If you think these rules are dumb, please help to share and please – book a session with your local MP and bring it up to them for review.






  1. Hi there,

    Sone small edits; it’s illegal to SELL chewing gum, and even that has changed, because you can now buy gum at Watson’s and Guardian and other pharmacies on the pretext of dental health, but you can’t find the awesome fruit flavoured ones anymore.

    Oral sex was illegal if not followed up with penis-in-vagina sex, so if your guy is a, um, early bloomer, you’ve got a problem.

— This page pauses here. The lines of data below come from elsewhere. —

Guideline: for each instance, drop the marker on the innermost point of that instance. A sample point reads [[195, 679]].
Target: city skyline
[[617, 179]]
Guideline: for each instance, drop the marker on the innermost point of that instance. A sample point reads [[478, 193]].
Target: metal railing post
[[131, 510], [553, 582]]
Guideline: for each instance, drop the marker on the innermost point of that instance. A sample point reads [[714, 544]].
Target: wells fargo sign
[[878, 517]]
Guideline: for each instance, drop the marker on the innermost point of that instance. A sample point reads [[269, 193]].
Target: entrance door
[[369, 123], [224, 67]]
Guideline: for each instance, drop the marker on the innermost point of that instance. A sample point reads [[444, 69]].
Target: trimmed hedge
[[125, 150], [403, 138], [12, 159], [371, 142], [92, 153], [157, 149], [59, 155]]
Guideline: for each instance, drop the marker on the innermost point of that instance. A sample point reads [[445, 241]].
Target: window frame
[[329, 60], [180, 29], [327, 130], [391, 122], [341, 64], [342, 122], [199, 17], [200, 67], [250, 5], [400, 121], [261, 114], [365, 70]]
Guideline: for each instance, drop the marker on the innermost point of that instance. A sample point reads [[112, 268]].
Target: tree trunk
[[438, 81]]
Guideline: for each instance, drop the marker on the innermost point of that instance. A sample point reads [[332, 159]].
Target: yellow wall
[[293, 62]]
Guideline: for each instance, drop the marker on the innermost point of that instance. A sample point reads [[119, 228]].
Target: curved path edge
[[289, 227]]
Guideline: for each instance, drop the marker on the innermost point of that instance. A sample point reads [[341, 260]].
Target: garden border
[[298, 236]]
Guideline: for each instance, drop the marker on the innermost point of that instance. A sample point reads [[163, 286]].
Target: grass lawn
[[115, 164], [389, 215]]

    The walking around your house naked thing, well, you can, if you draw your curtains. It’s kinda the same as the 377A and the oral sex thing. I guess the idea is that if you do it in the comfort and privacy of your home, then fine, but if any performance artists decide it would be a great idea to convey the futility of human existence by being sodomized in public, they have a law for that.

    But yes, I fully agree these are retarded laws. I’m not sure if it helps that were not alone in having retarded laws; some states in the US won’t let a man and a woman sleep in the same hotel bed if they aren’t married. But they’ll let them marry their first cousins.

  2. Hi, very interesting points but please do substantiate them! For example, where in the law says “no walking around naked in your house”? I’m not saying it doesn’t exist, but it will really back your case if you can supply more information about the very statutes.

    Means testing as well.

    Otherwise, this is leaning towards sensationalised reading :(


    1. Good idea – I’d especially like to do one full piece on means testing and its absurdity, thank you for the idea!